Anterior Interosseous Syndrome or Kiloh-Nevin Syndrome I is a condition where there is injury or damage to the anterior interosseous nerve resulting in pain and weakness in the forearm. This is a form of entrapment neuropathy of the anterior interosseous nerve. This nerve is a branch of median nerve. The anterior interosseous nerve passes through the forearm and innervates the long flexor muscles, FPL muscles, and the pronator quadratus. Treatment comprises of conservative methods such as rest, splinting, pain medications, PT and corticosteroid injections.

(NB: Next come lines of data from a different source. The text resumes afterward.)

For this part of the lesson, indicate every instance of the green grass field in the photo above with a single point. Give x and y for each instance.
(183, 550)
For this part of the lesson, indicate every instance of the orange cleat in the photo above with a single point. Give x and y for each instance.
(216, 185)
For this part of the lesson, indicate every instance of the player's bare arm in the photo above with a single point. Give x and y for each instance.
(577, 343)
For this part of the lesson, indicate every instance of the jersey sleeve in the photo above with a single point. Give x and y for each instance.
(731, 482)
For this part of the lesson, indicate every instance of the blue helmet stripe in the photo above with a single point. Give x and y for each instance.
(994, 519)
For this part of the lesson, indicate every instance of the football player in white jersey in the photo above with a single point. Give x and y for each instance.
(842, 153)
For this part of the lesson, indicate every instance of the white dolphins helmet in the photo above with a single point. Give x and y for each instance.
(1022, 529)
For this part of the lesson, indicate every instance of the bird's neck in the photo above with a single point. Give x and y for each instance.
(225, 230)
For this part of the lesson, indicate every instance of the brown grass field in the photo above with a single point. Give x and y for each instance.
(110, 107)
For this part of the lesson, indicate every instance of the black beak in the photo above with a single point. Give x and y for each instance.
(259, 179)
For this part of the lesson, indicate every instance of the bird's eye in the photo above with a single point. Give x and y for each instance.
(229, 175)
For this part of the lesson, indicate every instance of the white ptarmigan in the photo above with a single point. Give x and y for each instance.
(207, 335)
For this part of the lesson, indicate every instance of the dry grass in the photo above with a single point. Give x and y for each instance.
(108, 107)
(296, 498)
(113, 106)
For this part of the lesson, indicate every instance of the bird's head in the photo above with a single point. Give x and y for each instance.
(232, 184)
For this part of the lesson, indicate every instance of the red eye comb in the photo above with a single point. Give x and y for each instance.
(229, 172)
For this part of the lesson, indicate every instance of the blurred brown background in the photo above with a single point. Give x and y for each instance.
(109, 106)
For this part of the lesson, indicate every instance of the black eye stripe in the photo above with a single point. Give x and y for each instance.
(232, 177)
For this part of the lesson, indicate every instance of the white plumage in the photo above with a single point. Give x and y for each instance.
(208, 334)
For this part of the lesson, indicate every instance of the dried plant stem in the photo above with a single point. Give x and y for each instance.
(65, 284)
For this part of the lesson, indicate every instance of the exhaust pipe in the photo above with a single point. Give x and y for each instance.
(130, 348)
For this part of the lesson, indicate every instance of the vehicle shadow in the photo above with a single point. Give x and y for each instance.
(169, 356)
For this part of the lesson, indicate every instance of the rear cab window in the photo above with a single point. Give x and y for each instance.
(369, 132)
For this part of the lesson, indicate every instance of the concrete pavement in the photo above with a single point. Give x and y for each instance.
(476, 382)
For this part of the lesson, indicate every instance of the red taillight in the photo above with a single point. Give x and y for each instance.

If symptoms still persist, then surgical decompression of the nerve is done.
Signs of Anterior Interosseous Syndrome or Kiloh-Nevin Syndrome
- Impaired movement of index and middle finger.
- Impaired flexion of thumb, index, and middle finger.
- Weakness in the index and middle fingers.
- Experience of pain in upper forearm and sometimes in the elbow.
- Patient is not able to perform the pincer movement of the thumb and index finger i.e. the patient is not able to flex or hold anything between thumb and index finger.
Causes of Anterior Interosseous Syndrome or Kiloh-Nevin Syndrome
The causes of the nerve compression in the forearm are numerous such as:
- Increased size of biceps tendon bursa.
- Supracondylar fractures and other injuries inclusive of dislocations.
- Thrombosis of the radial and/or ulnar arteries can also cause nerve compression.
- Direct injury or trauma can also cause nerve compression.
- Fibrous bands or arcuate ligaments can also compress the anterior interosseous nerves causing pain.
- Patients with rheumatoid disease and gouty arthritis are more prone to developing anterior interosseous syndrome.
Diagnosis for Anterior Interosseous Syndrome or Kiloh-Nevin Syndrome
- Nerve conduction studies
- Electromyography (EMG)
- Ultrasound imaging
Treatment of Anterior Interosseous Syndrome or Kiloh-Nevin Syndrome
- Rest is important.
- Splinting can be done for immobilization.
- Anti-inflammatory drugs to help calm down the pain.
- Sports massage helps in reducing stiffness in the muscles.
- Patient should enroll in a physical therapy program.
- Gentle stretching exercises can be done.
- If symptoms persist, then steroid injections can be given.
- If patient does not benefit from conservative treatment, then surgery is done to release the compression on the nerve.